1

I've been playing with @Cinchoo's fantastic ETL system for C#. I need to compare two CSV files, where one CSV file is defined as a dynamically growing master table and the other is a feeder "detail" table.

The detail table may have differences in terms of NEW records, CHANGED records, or a record no longer (DELETED) existing in the master CSV file.

The output should be a 3rd table that replaces or updates the master table - so it's a growing CSV file.

Both tables have unique ID columns and a header row.

MASTER CSV

ID,name
1,Danny
2,Fred
3,Sam

DETAIL

ID,name
1,Danny
          <-- record no longer exists
3,Pamela <-- name change
4,Fernando   <-- new record

So far I've been referring to this fiddle, and the code below:

using System;
using ChoETL;
using System.Linq;

public class Program
{
    public static void Main()
    {
        var input1 = ChoCSVReader.LoadText(csv1).WithFirstLineHeader().ToArray();
        var input2 = ChoCSVReader.LoadText(csv2).WithFirstLineHeader().ToArray();

        Console.WriteLine("NEW records\n");
        using (var output = new ChoCSVWriter(Console.Out).WithFirstLineHeader())
        {
            output.Write(input2.OfType<ChoDynamicObject>().Except(input1.OfType<ChoDynamicObject>(), 
                                                                  new ChoDynamicObjectEqualityComparer(new string[] { "id" })));
        }
        
        Console.WriteLine("\n\nDELETED records\n");
        using (var output = new ChoCSVWriter(Console.Out).WithFirstLineHeader())
        {
            output.Write(input1.OfType<ChoDynamicObject>().Except(input2.OfType<ChoDynamicObject>(), 
                                                                  new ChoDynamicObjectEqualityComparer(new string[] { "id" })));
        }
        
        Console.WriteLine("\n\nCHANGED records\n");
        using (var output = new ChoCSVWriter(Console.Out).WithFirstLineHeader())
        {
            output.Write(input1.OfType<ChoDynamicObject>().Except(input2.OfType<ChoDynamicObject>(), 
                                                                  new ChoDynamicObjectEqualityComparer(new string[] { "id", "name" })));
        }
    }
    
    static string csv1 = @"
ID,name
1,Danny
2,Fred
3,Sam";
    
    static string csv2 = @"
ID,name
1,Danny
3,Pamela
4,Fernando";
}

OUTPUT

NEW records

ID,name
4,Fernando

DELETED records

ID,name
2,Fred

CHANGED records

ID,name
2,Fred
3,Sam

The CHANGED records is not working.
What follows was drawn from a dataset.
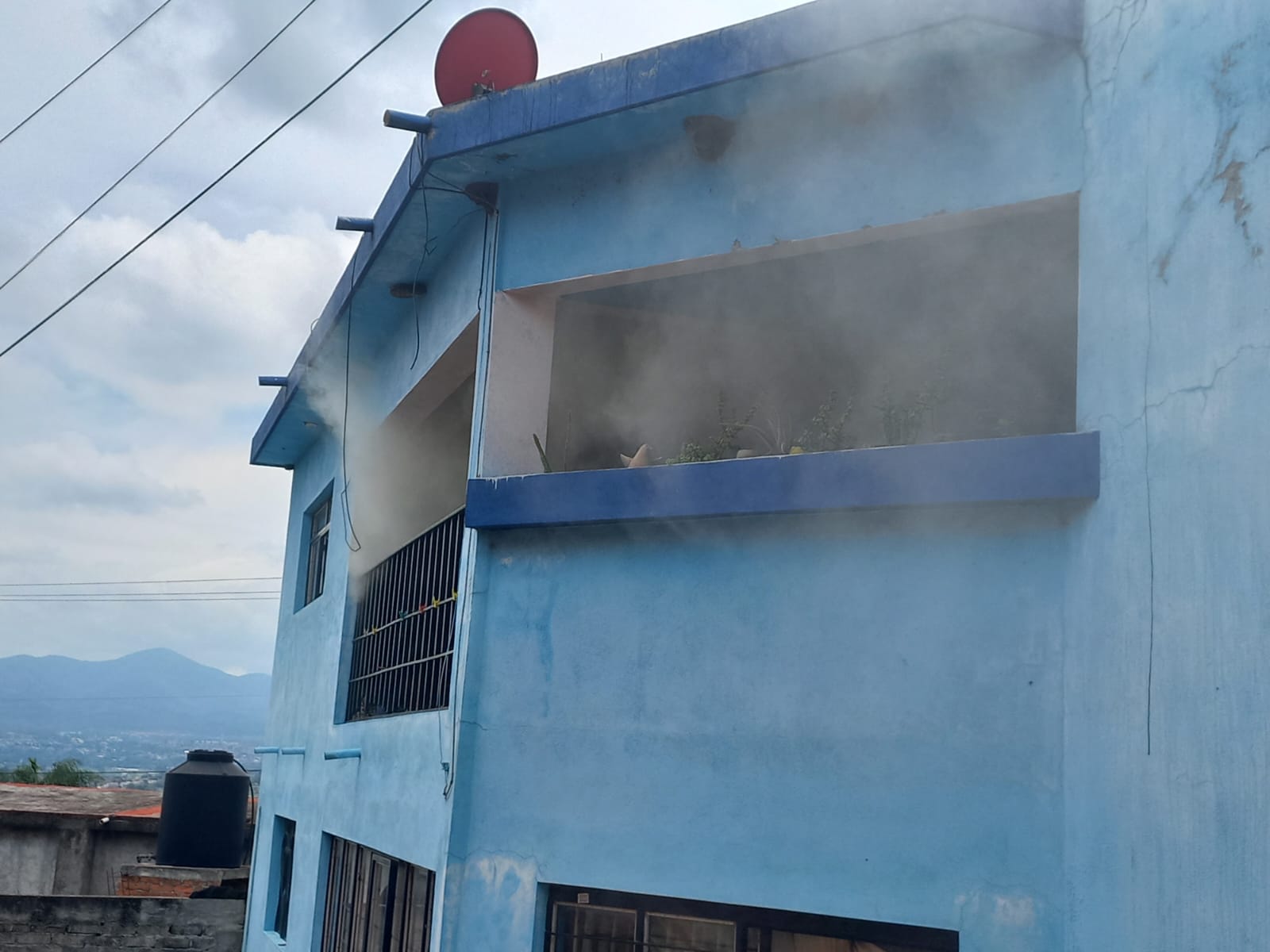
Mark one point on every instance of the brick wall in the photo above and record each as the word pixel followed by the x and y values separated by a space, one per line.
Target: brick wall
pixel 175 881
pixel 79 923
As an added extra, I need a status so I want it to look like this:

CHANGED records
    
ID,name,status
1,Danny,NOCHANGE
2,Fred,DELETED
3,Pamela,CHANGED
4,Fernando,NEW

Thanks

Cinchoo
  • 6,088
  • 2
  • 19
  • 34
Fandango68
  • 4,461
  • 4
  • 39
  • 74

1 Answers1

1

Here is how you can do with Cinchoo ETL

            string csv1 = @"ID,name
1,Danny
2,Fred
3,Sam";

            string csv2 = @"ID,name
1,Danny
3,Pamela
4,Fernando";

            var r1 = ChoCSVReader.LoadText(csv1).WithFirstLineHeader().ToArray();
            var r2 = ChoCSVReader.LoadText(csv2).WithFirstLineHeader().ToArray();

            using (var w = new ChoCSVWriter(Console.Out).WithFirstLineHeader())
            {
                var newItems = r2.OfType<ChoDynamicObject>().Except(r1.OfType<ChoDynamicObject>(), new ChoDynamicObjectEqualityComparer(new string[] { "ID" }))
                    .Select(r => 
                    {
                        var dict = r.AsDictionary();
                        dict["Status"] = "NEW"; 
                        return new ChoDynamicObject(dict); 
                    }).ToArray();

                var deletedItems = r1.OfType<ChoDynamicObject>().Except(r2.OfType<ChoDynamicObject>(), new ChoDynamicObjectEqualityComparer(new string[] { "ID" }))
                    .Select(r =>
                    {
                        var dict = r.AsDictionary();
                        dict["Status"] = "DELETED";
                        return new ChoDynamicObject(dict);
                    }).ToArray();

                var changedItems = r2.OfType<ChoDynamicObject>().Except(r1.OfType<ChoDynamicObject>(), ChoDynamicObjectEqualityComparer.Default)
                    .Except(newItems.OfType<ChoDynamicObject>(), new ChoDynamicObjectEqualityComparer(new string[] { "ID" }))
                    .Select(r =>
                    {
                        var dict = r.AsDictionary();
                        dict["Status"] = "CHANGED";
                        return new ChoDynamicObject(dict);
                    }).ToArray();

                var noChangeItems = r1.OfType<ChoDynamicObject>().Intersect(r2.OfType<ChoDynamicObject>(), ChoDynamicObjectEqualityComparer.Default)
                    .Select(r =>
                    {
                        var dict = r.AsDictionary();
                        dict["Status"] = "NOCHANGE";
                        return new ChoDynamicObject(dict);
                    }).ToArray();

                var finalResult = Enumerable.Concat(newItems, deletedItems).Concat(changedItems).Concat(noChangeItems).OfType<dynamic>().OrderBy(r => r.ID);
                w.Write(finalResult);
            }

            Console.WriteLine();

Output:

ID,name,Status
1,Danny,NOCHANGE
2,Fred,DELETED
3,Pamela,CHANGED
4,Fernando,NEW

Sample fiddle: https://dotnetfiddle.net/mrHpFx

UPDATE #1:

Above approach will work for small CSV files. For large CSV files, you must avoid it. Rather approach it in stream manner. Sample fiddle shows how (Not fully tested, but it gives direction to do it.)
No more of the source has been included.